One odd thing is: when $T\to -\infty$, $r\to \infty$ so the observer comes from infinity, and it is in the exterior region. Now, on the exterior region
$$T = X\tanh(t/4GM)\Longrightarrow t = 4GM \tanh^{-1}(T/X).$$
As $T\to -\infty$ we then have $T/X\to \pm \infty$ depending on the sign of $X$ and thus $t \to 2GM\pi i$ which is not real! So this seems extremely odd and makes me question the whole analsysis.
Anyway, what physically is the motion of this observer in a Schwarzschild spacetime?
 A: First of all, 

So for $\gamma$ suppose first $T$ starts at $-\infty$. This means that $r$ starts at $\infty$ and thus the observer comes from infinity.

This is wrong. The worldline $\gamma$ exists only for $-\sqrt{1+X_0^2}<T<\sqrt{1+X_0^2}$. At the endpoints of $\gamma$ radial parameter $r$ is zero. 
The interpretation of the worldline is straightforward. The observer corresponding to $\gamma$ is emitted by the 'white hole' singularity, crosses the white hole horizon (past horizon) into the exterior region achieves its maximum radial distance $r_\text{max}\ge 2GM$ at $T=0$ and then starts falling back (with decreasing $r$), crosses the black hole event horizon and ends his life in the black hole singularity. 
There is one case where $\gamma$ is geodesic: when $X_0=0$. This corresponds to an observer just touching the horizon, without emerging into the exterior region.
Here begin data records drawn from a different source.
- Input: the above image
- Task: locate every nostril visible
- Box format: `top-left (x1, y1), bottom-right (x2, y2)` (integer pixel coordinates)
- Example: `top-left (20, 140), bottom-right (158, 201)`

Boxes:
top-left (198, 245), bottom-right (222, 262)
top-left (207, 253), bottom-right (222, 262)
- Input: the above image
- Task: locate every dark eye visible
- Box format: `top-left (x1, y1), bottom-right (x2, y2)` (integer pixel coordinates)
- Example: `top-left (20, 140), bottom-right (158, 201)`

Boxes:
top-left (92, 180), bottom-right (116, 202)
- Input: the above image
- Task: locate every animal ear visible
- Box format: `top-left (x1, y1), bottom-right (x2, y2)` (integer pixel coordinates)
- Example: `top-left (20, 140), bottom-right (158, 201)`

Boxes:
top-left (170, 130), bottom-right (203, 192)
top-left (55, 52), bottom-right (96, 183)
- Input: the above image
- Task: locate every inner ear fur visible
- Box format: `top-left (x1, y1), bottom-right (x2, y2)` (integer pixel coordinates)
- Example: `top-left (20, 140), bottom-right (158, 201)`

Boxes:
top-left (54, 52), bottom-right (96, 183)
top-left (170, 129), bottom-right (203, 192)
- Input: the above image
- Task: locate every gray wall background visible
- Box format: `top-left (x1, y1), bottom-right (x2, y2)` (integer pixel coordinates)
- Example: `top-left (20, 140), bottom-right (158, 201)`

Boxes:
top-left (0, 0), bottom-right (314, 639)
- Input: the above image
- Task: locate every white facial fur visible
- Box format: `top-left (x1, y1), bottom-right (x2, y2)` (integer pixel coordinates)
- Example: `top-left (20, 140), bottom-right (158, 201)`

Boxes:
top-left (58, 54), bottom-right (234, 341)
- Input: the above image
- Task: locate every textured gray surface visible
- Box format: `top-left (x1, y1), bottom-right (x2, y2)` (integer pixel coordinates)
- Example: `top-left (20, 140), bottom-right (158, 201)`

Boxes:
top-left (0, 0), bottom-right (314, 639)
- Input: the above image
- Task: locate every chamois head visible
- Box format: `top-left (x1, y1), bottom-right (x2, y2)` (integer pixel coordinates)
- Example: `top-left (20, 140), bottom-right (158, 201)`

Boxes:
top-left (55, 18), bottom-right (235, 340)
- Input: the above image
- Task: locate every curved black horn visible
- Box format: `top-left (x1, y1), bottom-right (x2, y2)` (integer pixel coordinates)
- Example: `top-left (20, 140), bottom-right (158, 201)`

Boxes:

A: This may not be a totally detailed and authoritative answer, but here are a few ideas that may be helpful: --
You can't take a limit as $T\rightarrow-\infty$, for fixed $X$, because the Kruskal-Szekeres coordinate chart is limited to $T^2<1+X^2$. This is presumably the reason why you're getting an imaginary $t$ in this limit.
It's certainly true that a constant $X$ world-line is not geodesic. I don't see any reason to refer to this world-line as an observer. In general, coordinate charts don't have anything to do with observers, although it's true that any timelike world-line can be the world-line of an observer if you want to say it is.
Your constant-$X$ world-line will start in region IV, pass into I or III, and then enter region II. Keep in mind that this is not very realistic. Most observers never fall into a black hole -- they probably end up in the elephants' graveyard at future timelike infinity. And of course astrophysical black holes don't have a region IV.